Crítica de Búho/Titzina Teatro

Teatro en El Puerto: Oscura luz de la memoria

Una imagen de la obra de teatro.

Una imagen de la obra de teatro.

Que levante la mano quien no tenga cerca a alguien que de manera súbita o paulatina no haya perdido la memoria de forma cruel e irreversible: angustiosamente dolorosa, en cualquier caso, sea al ritmo que sea. Los estudios sobre neurología hablan de una epidemia en las últimas décadas de padecimientos ligados a ese viaje sin retorno que supone un precipicio hacia la nada no solo para quienes lo sufren en carne propia, sino también, y en forma de vicaria impotencia, para los allegados que se hunden ante la evidencia de que quien una vez pudo avanzar, luchar y cuidar de sí mismo es ahora un cuerpo exánime, con los recuerdos anegados por el olvido, vulnerable y dependiente, y, a partir de esa hecatombe, desprovisto de la identidad que vertebró su existencia y que no es, ni más ni menos, que la suma de las vivencias de todo un camino puestas unas detrás de otras: somos porque fuimos y, sin conciencia de nuestro pasado, no es posible el sostenimiento del presente ni la edificación de ningún futuro.
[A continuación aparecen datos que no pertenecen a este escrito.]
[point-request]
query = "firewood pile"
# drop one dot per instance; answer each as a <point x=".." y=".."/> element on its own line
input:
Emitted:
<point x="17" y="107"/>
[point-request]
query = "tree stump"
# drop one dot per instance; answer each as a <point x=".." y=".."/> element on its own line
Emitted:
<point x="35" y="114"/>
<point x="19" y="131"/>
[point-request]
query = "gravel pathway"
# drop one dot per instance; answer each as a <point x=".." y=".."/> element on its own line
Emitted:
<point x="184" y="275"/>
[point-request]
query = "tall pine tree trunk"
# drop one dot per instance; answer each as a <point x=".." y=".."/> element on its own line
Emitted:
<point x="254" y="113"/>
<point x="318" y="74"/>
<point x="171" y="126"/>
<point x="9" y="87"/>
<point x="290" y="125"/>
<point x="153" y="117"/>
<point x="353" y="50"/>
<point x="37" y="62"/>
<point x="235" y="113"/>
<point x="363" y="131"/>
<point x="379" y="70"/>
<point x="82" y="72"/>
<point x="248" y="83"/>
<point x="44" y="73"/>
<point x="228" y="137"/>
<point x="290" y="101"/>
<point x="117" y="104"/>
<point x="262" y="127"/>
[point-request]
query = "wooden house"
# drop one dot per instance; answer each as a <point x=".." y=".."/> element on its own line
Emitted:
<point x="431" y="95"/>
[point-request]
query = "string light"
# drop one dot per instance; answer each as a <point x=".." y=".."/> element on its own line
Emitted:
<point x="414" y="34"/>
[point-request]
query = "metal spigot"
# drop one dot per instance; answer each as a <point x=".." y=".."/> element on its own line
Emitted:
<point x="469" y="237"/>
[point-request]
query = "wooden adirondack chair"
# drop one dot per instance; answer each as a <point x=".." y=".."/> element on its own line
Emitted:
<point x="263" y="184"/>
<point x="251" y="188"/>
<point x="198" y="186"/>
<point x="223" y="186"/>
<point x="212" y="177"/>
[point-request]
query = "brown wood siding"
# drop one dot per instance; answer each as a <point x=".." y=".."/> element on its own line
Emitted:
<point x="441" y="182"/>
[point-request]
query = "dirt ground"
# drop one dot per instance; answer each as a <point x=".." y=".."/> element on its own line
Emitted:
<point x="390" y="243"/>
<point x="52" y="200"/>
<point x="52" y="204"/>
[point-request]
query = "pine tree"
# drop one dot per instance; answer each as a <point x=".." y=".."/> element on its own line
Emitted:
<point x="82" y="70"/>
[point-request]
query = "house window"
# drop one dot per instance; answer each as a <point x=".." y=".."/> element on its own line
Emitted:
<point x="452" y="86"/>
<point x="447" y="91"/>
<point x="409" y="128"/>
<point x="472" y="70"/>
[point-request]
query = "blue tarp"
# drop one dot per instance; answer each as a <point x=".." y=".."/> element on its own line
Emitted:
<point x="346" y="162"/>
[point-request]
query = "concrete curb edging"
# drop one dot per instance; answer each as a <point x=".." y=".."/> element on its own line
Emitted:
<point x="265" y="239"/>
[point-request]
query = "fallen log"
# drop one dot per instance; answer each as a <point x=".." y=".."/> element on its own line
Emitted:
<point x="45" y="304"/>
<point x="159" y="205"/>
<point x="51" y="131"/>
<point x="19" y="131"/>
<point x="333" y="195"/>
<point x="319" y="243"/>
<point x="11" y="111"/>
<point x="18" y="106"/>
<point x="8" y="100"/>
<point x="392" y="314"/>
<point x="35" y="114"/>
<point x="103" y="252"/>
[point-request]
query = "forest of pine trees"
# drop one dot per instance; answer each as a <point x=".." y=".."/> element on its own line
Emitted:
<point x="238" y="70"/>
Convertir ese angustioso bucle en arte, sublimar ese pozo negro hasta elevarlo a la categoría de producto estético compartible sin caer en lo lacrimógeno, lo melodramático o en la más censurable falacia patética es mérito de muy pocos y lo consiguen de lleno Titzina Teatro, el prestigioso grupo catalán que pasó el sábado 13 de abril por las tablas del portuense teatro Pedro Muñoz Seca en la segunda función de abono de su temporada primaveral para presentar 'Búho', que desde el año pasado gira por España acumulando críticas entusiastas. Y no es casualidad, porque el resultado es una propuesta sugerente, original, de vocación inmersiva, ahora que está tan de moda lo inmersivo, pero no en el sentido más celebrativo o leve del término, sino como experiencia capaz de atrapar al espectador desde el primer minuto del montaje para empujarlo sin condescendencia hasta las profundidades del útero ciego, sordo y claustrofóbico al que es arrastrado Pablo, un antropólogo forense en la mitad de su cuarentena tras sufrir un ictus. Acompañamos a Pablo en su particular investigación de “antropología personal”, como él mismo dice en un momento de la obra, y vamos conociéndolo a partir de sus averiadas evocaciones en escenas de linealidad discontinua, como no puede ser de otra forma, puestas en pie por el fabuloso trabajo actoral de Diego Lorca y Paco Merino, quienes firman una dramaturgia poderosa como poderoso es el esfuerzo físico que dota a Búho de una compacidad magistral y de un ritmo donde las acciones transitan cadenciosas, como flotando por el escenario tornado en cueva.

Y como dicen los títulos de crédito de algunas películas, este solvente proyecto no habría sido posible sin la dirección técnica de Albert Anglada ni el efectivo vestuario de Ona Grau. Y, por supuesto, sin la sencilla pero potente escenografía (menos es más) construida por Albert Ventura y La Forja del Vallés a partir del diseño de Rocío Peña, que no podríamos disfrutar sin la acertada iluminación de Jordi Thomás: todo se imbrica en un milagroso equilibrio. Enriquecen esta apuesta escenográfica las conmovedoras proyecciones de Joan Rodón, que renuevan este recurso, de moda hace veinte años y que acabó rompiéndose por agotamiento de tanto usarlo. Pero aquí no es, en absoluto, mero añadido, sino parte de un todo orgánico donde es también elemento nuclear el espacio sonoro ideado por Jonatan Bernabeu y Tomomi Kubo que tanto contribuyen a que el espectador se sienta envuelto en una desasosegante, pegajosa pesadilla de la que, sin embargo, muy pocos querrían despertar, tal es el abrasador magnetismo de esta luminosa caída a la más sombría desmemoria.